Where can you get health insurance?

Private insurers and the government provide health insurance in the U.S. You can get it in four ways:

  • From your employer – Most Americans with health insurance get it as a benefit of their employment. Employers purchase the insurance for the entire group of employees, which makes it more affordable by spreading the cost over a greater number of people. In employer-sponsored plans such as these, employees may still be responsible for paying at least a portion of their premium, meeting their deductibles, and paying a portion of the medical expenses out of their own pockets.
  • Directly from an insurance company – You can buy health insurance directly from the insurance company on your own or with the help of an insurance agent or broker.
  • From the health insurance marketplace – You can buy health insurance through a federal or a state insurance marketplace.
  • From the government – The government provides health insurance for certain groups of eligible people, for example, Medicare for people over 65 years old. Medicaid, another government-sponsored program, is funded by both federal and state governments.

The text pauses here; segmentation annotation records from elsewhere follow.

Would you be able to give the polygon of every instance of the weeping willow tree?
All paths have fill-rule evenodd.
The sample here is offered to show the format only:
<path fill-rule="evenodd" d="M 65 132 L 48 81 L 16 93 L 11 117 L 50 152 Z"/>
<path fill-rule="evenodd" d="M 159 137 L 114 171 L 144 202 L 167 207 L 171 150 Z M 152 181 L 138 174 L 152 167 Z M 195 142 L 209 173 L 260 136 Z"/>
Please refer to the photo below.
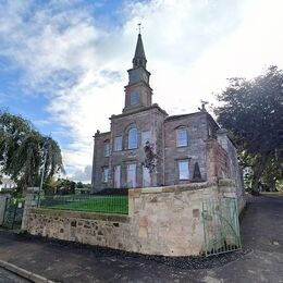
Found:
<path fill-rule="evenodd" d="M 25 119 L 0 111 L 0 173 L 9 175 L 23 190 L 39 186 L 45 159 L 46 177 L 64 172 L 56 140 L 41 135 Z"/>

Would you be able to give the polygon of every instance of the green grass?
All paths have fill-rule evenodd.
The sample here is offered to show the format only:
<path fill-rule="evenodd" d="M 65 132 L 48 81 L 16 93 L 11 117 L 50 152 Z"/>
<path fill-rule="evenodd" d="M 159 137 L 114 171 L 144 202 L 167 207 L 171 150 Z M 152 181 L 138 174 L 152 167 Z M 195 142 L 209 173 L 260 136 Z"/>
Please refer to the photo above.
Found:
<path fill-rule="evenodd" d="M 261 192 L 260 194 L 266 196 L 283 196 L 283 190 L 281 192 Z"/>
<path fill-rule="evenodd" d="M 98 197 L 89 198 L 83 200 L 70 201 L 65 200 L 64 204 L 49 204 L 47 206 L 41 206 L 48 209 L 62 209 L 62 210 L 76 210 L 76 211 L 87 211 L 87 212 L 103 212 L 103 213 L 120 213 L 127 214 L 128 202 L 127 196 L 111 196 L 111 197 Z"/>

How can you get insurance?

  • You can get a job that offers health insurance as a benefit of employment.
  • If you recently lost your job, you may qualify for Consolidated Omnibus Budget Reconciliation Act (COBRA) benefits. COBRA allows you to continue insurance coverage that you had through your employer.
  • You can wait until the next open enrollment period and purchase insurance through the health insurance marketplace or directly from an insurance company.
  • If you’ve had a qualifying event, you can purchase insurance through the health insurance marketplace.
  • You can apply for benefits from Medicare or Medicaid.

Why are plans canceled, and what can you do if yours is canceled?

Plans can be canceled by the insurer at any time for any reason; however, insurers are required to give you notice so you can find other coverage. Many plans were canceled after the passage of the ACA because the insurers decided to discontinue rather than change the plans to comply with the ACA.

Do you fall into a coverage gap?

The expansion of Medicaid under the ACA was intended to cover people who couldn’t afford coverage from the health insurance marketplace. So, when the Supreme Court ruled that states are not required to implement the ACA’s Medicaid expansion (and many didn’t), it created a gap. If your annual income is too high to qualify for Medicaid but too low to afford insurance from the health insurance marketplace, you are in the gap.